If your new love is looking for you to “owe” them for the kind of things they’ve done for you, that kind of defeats the purpose of doing nice things, right?

And it may not be a problem at first, because that’s how these narcissists work: They want you to feel loved so they can make you feel guilty for not returning the favor.

It’s a slippery slope and you might not pick it up right away, but trust us, there’s a catch.

Anyone who lavishes you with gifts and attention “just because” is a suspect with ulterior motives.

This doesn’t mean that everyone will become a loose cannon, but chances are that this person is looking for someone in return beyond a roll in the sheets.

  1. The emotion you get will be superficial
    Love bombardments are superficial in nature, so it only makes sense that the affection they give you would be superficial.

After all, love bombing is just a way to get you invested in them.

What can you do?

Pay attention when they mention aspects of your behavior or personality that are not correct.

Or if they say things like, “You’re the nicest person I’ve ever met” after just two dates.

  1. They treat others like crap
    This is a gold nugget for identifying a narcissist that many people ignore.

If they are a narcissist, they will treat others like crap, especially people who are “lesser” than themselves.

Remember:

This is fairly easy to notice, so pay attention to how they treat others.

For example, when you go to a cafe together, are they rude to the waitress?

If it becomes a pattern, then this is a toxic personality that you need to stay away from.

  1. Something isn’t right
    Get weird vibes from them? As if something isn’t quite right about them? Didn’t they take a hint when I rejected their advances? Do they praise you for things that are not true?

As mentioned above, love bombing is superficial. And when something isn’t real, it just doesn’t feel right.

What can you do?

The truth is, when you feel like something isn’t right, it’s usually not quite right. So trust your instincts and walk away.

You may think that you want someone to be at your beck and call, or you may be dreaming of someone who looks up to you for everything, but when you see this type of relationship in reality, it looks very different from what you thought it would be.

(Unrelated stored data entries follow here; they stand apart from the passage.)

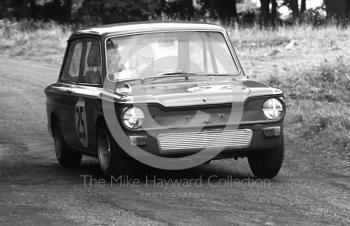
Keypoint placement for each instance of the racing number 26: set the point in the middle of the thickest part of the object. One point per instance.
(80, 122)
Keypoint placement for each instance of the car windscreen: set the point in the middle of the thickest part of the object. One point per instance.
(151, 54)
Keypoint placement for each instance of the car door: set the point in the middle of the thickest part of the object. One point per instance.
(72, 67)
(87, 90)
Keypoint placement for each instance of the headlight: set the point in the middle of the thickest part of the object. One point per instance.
(133, 118)
(273, 109)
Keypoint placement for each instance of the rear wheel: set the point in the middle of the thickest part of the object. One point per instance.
(109, 154)
(268, 163)
(66, 157)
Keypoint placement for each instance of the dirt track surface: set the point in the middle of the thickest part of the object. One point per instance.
(35, 190)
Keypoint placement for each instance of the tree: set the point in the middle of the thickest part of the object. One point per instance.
(338, 10)
(224, 10)
(268, 15)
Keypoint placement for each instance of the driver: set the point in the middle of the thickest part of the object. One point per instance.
(114, 58)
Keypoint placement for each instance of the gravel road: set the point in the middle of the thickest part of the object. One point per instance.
(35, 190)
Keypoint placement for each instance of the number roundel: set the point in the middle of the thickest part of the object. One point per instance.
(81, 122)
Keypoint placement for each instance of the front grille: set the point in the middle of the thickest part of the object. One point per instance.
(169, 142)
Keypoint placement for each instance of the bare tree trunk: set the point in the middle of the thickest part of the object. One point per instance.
(295, 9)
(273, 16)
(303, 6)
(264, 13)
(32, 9)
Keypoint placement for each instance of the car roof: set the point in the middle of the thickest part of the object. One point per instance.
(139, 27)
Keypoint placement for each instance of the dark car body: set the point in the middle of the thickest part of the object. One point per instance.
(176, 107)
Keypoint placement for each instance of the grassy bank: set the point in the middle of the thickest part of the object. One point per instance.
(311, 65)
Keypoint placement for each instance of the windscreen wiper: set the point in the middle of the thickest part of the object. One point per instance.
(174, 74)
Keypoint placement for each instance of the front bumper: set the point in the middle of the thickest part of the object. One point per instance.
(233, 142)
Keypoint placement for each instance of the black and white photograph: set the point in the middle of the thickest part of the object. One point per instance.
(174, 112)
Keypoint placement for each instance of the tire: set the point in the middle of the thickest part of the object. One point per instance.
(109, 154)
(267, 164)
(66, 157)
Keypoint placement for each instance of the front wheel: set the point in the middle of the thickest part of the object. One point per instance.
(66, 157)
(268, 163)
(109, 154)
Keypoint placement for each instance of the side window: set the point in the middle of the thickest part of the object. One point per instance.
(92, 72)
(71, 68)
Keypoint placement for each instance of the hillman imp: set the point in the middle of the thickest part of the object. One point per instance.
(174, 91)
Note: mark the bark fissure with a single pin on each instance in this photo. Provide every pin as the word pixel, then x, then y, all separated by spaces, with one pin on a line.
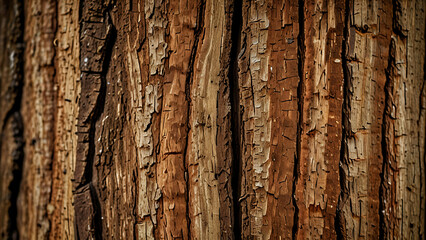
pixel 300 91
pixel 236 115
pixel 346 108
pixel 98 38
pixel 14 116
pixel 199 28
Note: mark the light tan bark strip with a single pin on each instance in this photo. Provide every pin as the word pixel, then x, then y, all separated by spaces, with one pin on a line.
pixel 369 28
pixel 317 187
pixel 204 201
pixel 256 125
pixel 38 108
pixel 67 74
pixel 404 125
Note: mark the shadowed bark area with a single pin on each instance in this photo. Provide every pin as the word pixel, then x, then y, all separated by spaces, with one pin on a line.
pixel 212 119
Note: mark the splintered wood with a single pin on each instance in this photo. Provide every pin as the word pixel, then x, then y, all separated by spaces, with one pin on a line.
pixel 212 119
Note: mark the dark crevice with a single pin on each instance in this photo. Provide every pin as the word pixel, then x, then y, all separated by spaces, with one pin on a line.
pixel 99 109
pixel 300 95
pixel 383 192
pixel 199 29
pixel 14 117
pixel 346 129
pixel 235 115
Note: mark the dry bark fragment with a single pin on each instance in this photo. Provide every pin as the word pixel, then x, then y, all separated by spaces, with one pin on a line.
pixel 317 187
pixel 367 40
pixel 403 126
pixel 38 113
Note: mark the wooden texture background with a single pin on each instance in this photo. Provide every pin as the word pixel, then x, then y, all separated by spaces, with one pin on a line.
pixel 212 119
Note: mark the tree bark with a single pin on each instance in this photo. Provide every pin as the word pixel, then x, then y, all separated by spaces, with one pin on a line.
pixel 212 119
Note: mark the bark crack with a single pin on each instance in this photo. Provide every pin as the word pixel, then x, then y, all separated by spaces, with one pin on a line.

What could have started as romance can quickly turn into discomfort and potential stalking.

A romantic gesture, like sending flowers to your office on a Wednesday is great, but calling three times to see if you got it and what you think of it and to see what your co-workers think of the gesture is weird. Just weird.

Setting boundaries can help with this, but only if you see it as an issue and not just an overly enthusiastic partner.

  1. You go through a never-ending cycle of emotions
    Nothing feels stable in a relationship?

One moment you feel good, then the next you feel like a horrible human being.

This is what a narcissist does. They are skillful manipulators. They will compliment you and make you feel like a great person. Then they will put you down, abuse you, and make you feel like the worst person in the world.

What can you do? If you find yourself experiencing ups and downs like you’ve never experienced before, you need to realize that this is psychological abuse.